The other strength is facies modeling. When a reservoir contains discrete rock types (sand, shale, coal, carbonate), each can be its own indicator class. The simulation places facies bodies according to their indicator variograms, which capture the size and shape of the bodies in each direction. The output is a 3D model of facies that respects the geological architecture rather than smearing it into continuous gradients.

Indicator methods are also called indicator geostatistics, sequential indicator simulation (SIS), or indicator kriging. The categorical version used for facies modeling is sometimes just called facies simulation or indicator-based facies simulation. Related terms include sequential Gaussian simulation (SGS, the most common alternative for continuous properties; assumes a bell-curve distribution and is simpler to implement, but smears bimodal distributions into a fictional average), variogram (the spatial correlation model in geostatistics; indicator methods need a separate variogram at each threshold, which is more modeling work than Gaussian simulation requires), kriging (the linear estimation method underlying both Gaussian and indicator simulation; uses spatial correlation to weight nearby data points when predicting at an unsampled location), facies (a body of rock with a particular combination of lithology, texture, and depositional setting; indicator methods are commonly used to simulate the spatial arrangement of facies in a reservoir model), and multi-point geostatistics (MPS, a newer approach that uses training images to capture complex geological patterns indicator simulation cannot represent, such as sinuous fluvial channels).

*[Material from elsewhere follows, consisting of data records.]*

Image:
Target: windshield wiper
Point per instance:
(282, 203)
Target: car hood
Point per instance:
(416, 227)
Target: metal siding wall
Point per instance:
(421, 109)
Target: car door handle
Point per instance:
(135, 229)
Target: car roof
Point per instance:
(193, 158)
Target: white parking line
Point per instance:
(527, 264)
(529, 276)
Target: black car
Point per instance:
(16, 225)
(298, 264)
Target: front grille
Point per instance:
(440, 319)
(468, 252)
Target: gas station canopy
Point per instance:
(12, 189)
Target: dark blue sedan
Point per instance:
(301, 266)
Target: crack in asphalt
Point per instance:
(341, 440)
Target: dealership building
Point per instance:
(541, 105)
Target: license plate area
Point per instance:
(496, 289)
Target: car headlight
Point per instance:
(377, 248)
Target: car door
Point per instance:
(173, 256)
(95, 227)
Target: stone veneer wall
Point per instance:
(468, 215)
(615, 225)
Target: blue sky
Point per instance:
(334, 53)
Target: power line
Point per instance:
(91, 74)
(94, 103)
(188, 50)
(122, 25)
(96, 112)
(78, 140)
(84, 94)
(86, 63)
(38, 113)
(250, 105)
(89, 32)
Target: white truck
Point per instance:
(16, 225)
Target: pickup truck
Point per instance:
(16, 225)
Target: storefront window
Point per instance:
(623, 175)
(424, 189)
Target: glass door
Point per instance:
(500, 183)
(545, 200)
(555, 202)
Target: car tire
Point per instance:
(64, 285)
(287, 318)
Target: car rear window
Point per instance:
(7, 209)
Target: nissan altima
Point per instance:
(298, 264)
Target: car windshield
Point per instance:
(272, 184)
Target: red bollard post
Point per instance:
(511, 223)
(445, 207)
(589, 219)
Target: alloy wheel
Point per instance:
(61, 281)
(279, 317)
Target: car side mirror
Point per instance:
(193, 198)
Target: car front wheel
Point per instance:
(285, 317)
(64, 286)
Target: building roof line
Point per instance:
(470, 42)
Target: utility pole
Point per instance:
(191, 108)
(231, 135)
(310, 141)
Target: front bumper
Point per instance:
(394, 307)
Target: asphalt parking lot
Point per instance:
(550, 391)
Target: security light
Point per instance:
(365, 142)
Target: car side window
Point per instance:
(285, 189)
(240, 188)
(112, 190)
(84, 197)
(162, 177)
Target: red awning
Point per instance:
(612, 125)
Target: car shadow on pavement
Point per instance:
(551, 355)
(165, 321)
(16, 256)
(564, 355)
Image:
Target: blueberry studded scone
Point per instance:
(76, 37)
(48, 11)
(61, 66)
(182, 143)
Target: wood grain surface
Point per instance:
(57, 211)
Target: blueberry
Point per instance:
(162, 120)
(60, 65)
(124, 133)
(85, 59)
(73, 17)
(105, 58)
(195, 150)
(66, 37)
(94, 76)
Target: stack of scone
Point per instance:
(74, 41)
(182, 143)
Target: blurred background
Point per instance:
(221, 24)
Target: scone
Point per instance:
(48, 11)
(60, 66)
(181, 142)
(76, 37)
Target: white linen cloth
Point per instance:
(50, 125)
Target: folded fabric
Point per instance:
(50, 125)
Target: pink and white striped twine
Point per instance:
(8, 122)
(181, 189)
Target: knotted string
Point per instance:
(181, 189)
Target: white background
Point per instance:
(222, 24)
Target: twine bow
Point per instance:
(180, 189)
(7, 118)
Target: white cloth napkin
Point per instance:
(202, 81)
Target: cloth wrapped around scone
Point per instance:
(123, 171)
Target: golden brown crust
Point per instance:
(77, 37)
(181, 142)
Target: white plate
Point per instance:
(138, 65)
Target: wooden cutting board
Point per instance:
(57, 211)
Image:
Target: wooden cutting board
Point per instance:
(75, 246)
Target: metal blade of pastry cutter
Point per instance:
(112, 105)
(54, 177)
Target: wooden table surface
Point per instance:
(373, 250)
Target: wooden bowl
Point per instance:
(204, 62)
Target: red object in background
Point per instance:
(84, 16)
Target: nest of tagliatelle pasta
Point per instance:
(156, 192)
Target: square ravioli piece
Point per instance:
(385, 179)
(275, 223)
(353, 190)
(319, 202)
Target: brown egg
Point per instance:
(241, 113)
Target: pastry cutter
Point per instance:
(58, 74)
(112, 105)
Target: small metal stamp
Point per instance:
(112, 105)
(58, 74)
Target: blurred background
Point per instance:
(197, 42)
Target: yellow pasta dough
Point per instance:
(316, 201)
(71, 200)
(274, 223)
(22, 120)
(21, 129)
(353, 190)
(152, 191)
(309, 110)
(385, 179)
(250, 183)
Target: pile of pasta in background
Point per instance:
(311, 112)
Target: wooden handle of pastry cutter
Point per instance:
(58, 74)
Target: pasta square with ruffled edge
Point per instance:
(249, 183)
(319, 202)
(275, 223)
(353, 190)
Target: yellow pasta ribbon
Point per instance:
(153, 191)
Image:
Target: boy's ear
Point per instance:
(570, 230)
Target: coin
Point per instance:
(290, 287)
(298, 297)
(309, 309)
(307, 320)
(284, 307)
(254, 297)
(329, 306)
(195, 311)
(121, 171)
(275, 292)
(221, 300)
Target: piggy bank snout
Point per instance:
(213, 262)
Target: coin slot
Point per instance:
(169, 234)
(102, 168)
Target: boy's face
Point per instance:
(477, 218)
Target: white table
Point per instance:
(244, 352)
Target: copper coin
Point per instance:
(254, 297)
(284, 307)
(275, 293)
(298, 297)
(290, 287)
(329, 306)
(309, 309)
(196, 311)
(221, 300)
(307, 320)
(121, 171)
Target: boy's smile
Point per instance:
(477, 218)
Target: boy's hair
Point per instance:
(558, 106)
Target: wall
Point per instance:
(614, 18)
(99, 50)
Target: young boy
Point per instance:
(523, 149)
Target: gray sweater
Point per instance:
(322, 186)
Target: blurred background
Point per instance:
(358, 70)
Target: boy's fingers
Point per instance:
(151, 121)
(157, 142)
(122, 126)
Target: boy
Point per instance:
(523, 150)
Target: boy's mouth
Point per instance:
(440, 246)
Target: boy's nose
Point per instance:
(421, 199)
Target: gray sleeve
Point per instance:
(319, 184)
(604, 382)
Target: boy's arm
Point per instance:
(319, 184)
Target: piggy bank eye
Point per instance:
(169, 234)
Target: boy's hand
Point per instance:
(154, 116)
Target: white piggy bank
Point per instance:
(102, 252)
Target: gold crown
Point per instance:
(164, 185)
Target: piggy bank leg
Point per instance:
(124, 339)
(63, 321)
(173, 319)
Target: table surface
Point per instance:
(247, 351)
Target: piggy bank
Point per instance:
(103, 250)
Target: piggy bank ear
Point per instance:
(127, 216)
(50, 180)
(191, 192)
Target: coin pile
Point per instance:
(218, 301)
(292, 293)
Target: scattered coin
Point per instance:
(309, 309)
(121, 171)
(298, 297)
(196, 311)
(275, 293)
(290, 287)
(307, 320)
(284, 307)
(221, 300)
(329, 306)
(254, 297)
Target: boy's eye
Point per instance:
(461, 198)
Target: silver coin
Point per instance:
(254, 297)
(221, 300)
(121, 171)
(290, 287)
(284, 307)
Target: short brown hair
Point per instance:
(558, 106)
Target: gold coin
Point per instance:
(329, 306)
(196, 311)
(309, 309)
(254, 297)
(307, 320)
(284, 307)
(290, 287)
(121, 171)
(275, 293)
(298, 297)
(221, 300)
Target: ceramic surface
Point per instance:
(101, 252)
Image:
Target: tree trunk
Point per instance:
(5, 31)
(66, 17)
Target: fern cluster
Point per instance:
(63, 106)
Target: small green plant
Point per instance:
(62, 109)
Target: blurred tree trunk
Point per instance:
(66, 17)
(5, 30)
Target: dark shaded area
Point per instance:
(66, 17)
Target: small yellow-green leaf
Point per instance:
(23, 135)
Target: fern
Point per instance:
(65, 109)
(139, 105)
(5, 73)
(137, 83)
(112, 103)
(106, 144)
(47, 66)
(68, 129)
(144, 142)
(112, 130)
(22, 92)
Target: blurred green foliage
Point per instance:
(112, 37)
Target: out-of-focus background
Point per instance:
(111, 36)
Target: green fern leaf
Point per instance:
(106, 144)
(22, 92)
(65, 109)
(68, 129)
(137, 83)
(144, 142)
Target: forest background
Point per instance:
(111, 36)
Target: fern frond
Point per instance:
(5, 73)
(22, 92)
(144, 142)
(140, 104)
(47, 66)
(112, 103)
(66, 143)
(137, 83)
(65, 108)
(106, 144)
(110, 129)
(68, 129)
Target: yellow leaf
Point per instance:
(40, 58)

Why the Two-Peaked Histogram Tells You to Switch Methods

A reservoir engineer working on a Middle East carbonate field plots the porosity histogram from 280 core plugs. The histogram has two peaks: one centred around 4 percent (tight limestone matrix) and another centred around 22 percent (vuggy dolomite). Almost no plugs fall in the middle.

The default reservoir modelling workflow uses sequential Gaussian simulation. The engineer runs it. The output model has porosity averaging around 13 percent across most of the field, with smooth gradients connecting the wells. The flow simulation built on this model predicts uniform sweep efficiency and water breakthrough at year 12. The actual field saw water breakthrough at year 4 in three of the seven producers, with the others still producing relatively dry oil at year 9.

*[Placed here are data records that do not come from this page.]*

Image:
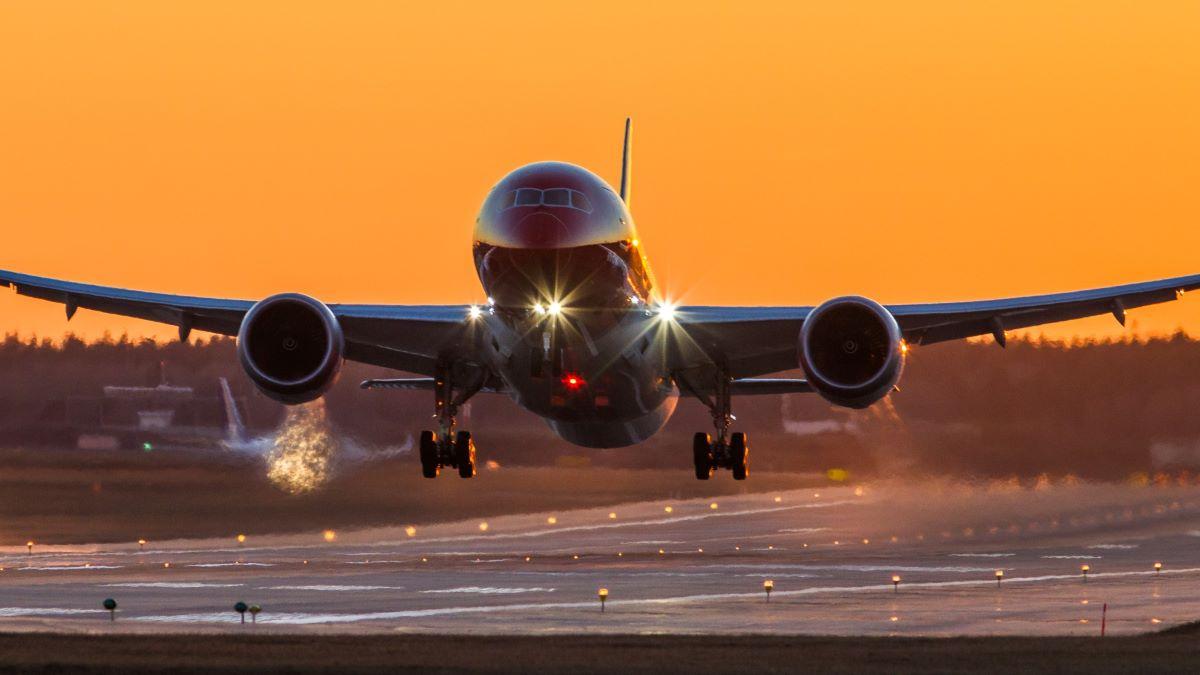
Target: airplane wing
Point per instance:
(408, 338)
(763, 340)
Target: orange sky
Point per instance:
(785, 153)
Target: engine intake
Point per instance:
(291, 346)
(851, 350)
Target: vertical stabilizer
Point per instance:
(627, 163)
(235, 430)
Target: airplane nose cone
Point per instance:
(540, 230)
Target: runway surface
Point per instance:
(685, 567)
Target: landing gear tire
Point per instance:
(739, 455)
(429, 448)
(465, 454)
(702, 455)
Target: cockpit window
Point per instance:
(580, 201)
(551, 197)
(528, 197)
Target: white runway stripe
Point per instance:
(307, 619)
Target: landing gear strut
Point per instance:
(726, 451)
(447, 447)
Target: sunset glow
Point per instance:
(786, 153)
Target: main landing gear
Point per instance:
(727, 451)
(448, 447)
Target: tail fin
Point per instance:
(627, 163)
(234, 428)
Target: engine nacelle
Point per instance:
(291, 346)
(852, 351)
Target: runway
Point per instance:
(676, 567)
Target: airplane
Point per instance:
(576, 332)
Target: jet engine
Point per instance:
(852, 351)
(291, 346)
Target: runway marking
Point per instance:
(609, 525)
(232, 565)
(491, 590)
(307, 619)
(69, 567)
(45, 610)
(766, 566)
(169, 585)
(331, 587)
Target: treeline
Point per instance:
(1092, 408)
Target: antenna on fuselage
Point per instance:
(627, 163)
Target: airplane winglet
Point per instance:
(627, 163)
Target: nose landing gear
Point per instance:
(448, 447)
(455, 451)
(727, 451)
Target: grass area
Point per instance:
(1171, 651)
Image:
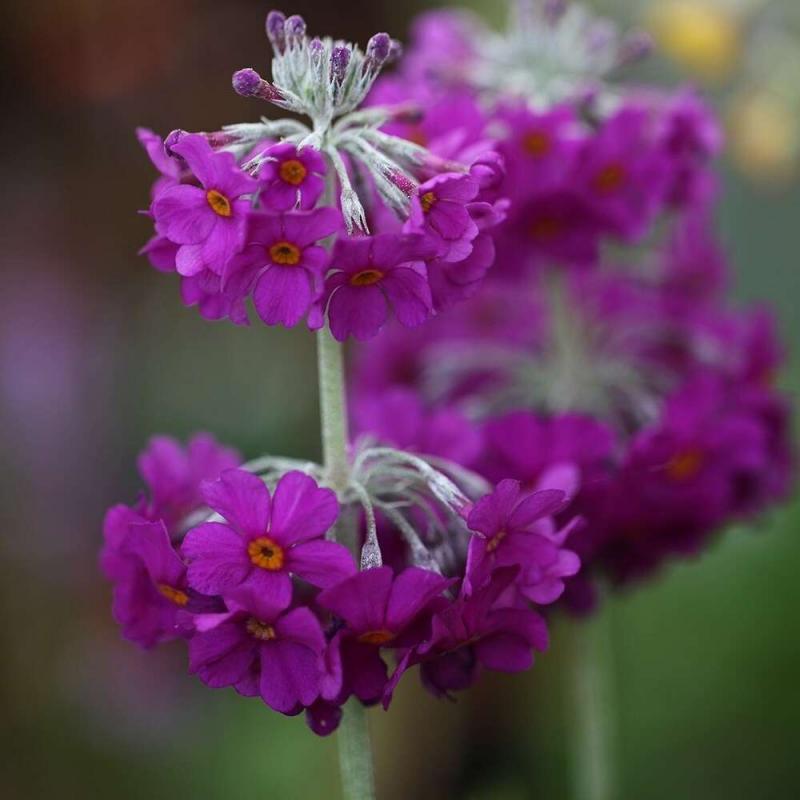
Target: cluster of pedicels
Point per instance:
(603, 337)
(245, 211)
(283, 588)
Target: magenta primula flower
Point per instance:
(150, 588)
(261, 650)
(371, 273)
(291, 178)
(442, 208)
(513, 529)
(379, 609)
(266, 539)
(208, 221)
(285, 262)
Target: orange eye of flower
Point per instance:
(260, 630)
(285, 253)
(427, 201)
(172, 594)
(537, 143)
(685, 465)
(293, 172)
(367, 277)
(219, 203)
(376, 637)
(265, 553)
(610, 179)
(494, 542)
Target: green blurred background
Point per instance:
(96, 354)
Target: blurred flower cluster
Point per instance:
(748, 52)
(560, 394)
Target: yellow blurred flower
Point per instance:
(764, 135)
(700, 35)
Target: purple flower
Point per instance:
(285, 262)
(514, 529)
(441, 208)
(261, 650)
(369, 274)
(292, 178)
(379, 609)
(622, 175)
(474, 632)
(266, 539)
(150, 588)
(204, 290)
(209, 220)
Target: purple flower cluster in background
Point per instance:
(602, 338)
(581, 403)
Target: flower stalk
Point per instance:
(355, 749)
(593, 709)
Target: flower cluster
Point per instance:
(243, 212)
(272, 606)
(602, 338)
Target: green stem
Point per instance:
(593, 707)
(355, 754)
(355, 750)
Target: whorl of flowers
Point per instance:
(303, 584)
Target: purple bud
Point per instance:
(295, 30)
(635, 47)
(340, 58)
(378, 48)
(395, 52)
(248, 83)
(276, 30)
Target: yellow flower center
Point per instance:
(260, 630)
(427, 201)
(537, 143)
(376, 637)
(285, 253)
(366, 277)
(293, 172)
(265, 553)
(685, 465)
(609, 179)
(219, 203)
(172, 594)
(494, 542)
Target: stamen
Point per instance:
(685, 465)
(427, 201)
(260, 630)
(177, 596)
(376, 637)
(285, 253)
(266, 554)
(219, 203)
(610, 179)
(367, 277)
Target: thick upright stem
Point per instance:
(333, 410)
(355, 754)
(593, 729)
(355, 750)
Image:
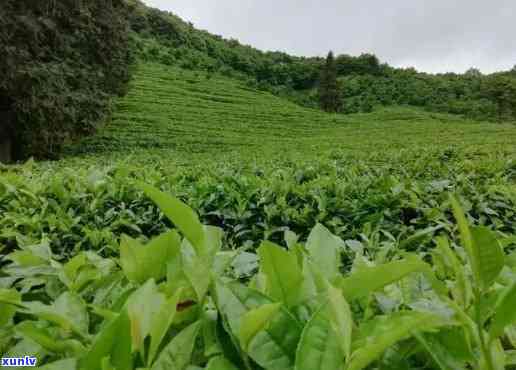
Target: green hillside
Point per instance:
(202, 220)
(176, 110)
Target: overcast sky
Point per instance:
(430, 35)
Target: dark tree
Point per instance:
(330, 98)
(60, 61)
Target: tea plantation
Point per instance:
(210, 225)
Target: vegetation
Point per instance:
(330, 199)
(213, 223)
(60, 62)
(365, 82)
(329, 90)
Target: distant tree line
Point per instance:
(364, 82)
(60, 61)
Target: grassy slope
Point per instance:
(184, 112)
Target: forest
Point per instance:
(73, 74)
(174, 200)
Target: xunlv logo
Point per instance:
(29, 361)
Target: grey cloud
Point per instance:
(430, 35)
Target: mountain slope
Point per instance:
(172, 109)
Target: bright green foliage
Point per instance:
(382, 312)
(255, 320)
(282, 273)
(329, 89)
(141, 263)
(485, 254)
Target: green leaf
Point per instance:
(385, 331)
(284, 277)
(341, 319)
(142, 307)
(371, 279)
(68, 311)
(177, 354)
(220, 363)
(273, 347)
(255, 320)
(161, 323)
(510, 358)
(505, 312)
(462, 286)
(484, 251)
(67, 364)
(141, 263)
(180, 214)
(324, 249)
(28, 329)
(196, 270)
(114, 340)
(8, 299)
(319, 347)
(442, 356)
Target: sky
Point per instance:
(430, 35)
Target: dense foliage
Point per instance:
(163, 37)
(60, 62)
(292, 212)
(328, 89)
(187, 299)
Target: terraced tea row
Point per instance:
(171, 109)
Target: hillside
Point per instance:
(173, 109)
(214, 218)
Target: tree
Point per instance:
(329, 87)
(61, 61)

The engineer rebuilds the model using sequential indicator simulation with a threshold at 10 percent porosity. The vuggy network shows up as discrete connected bodies in the model, with the tight matrix filling the spaces between. The new flow simulation predicts early water breakthrough through the vuggy zones, late water in the matrix-dominated zones. It matches the field's actual production behaviour within a year on every well. The two-peaked histogram was the signal that the wrong tool was being used. Indicator methods saw what the Gaussian model could not.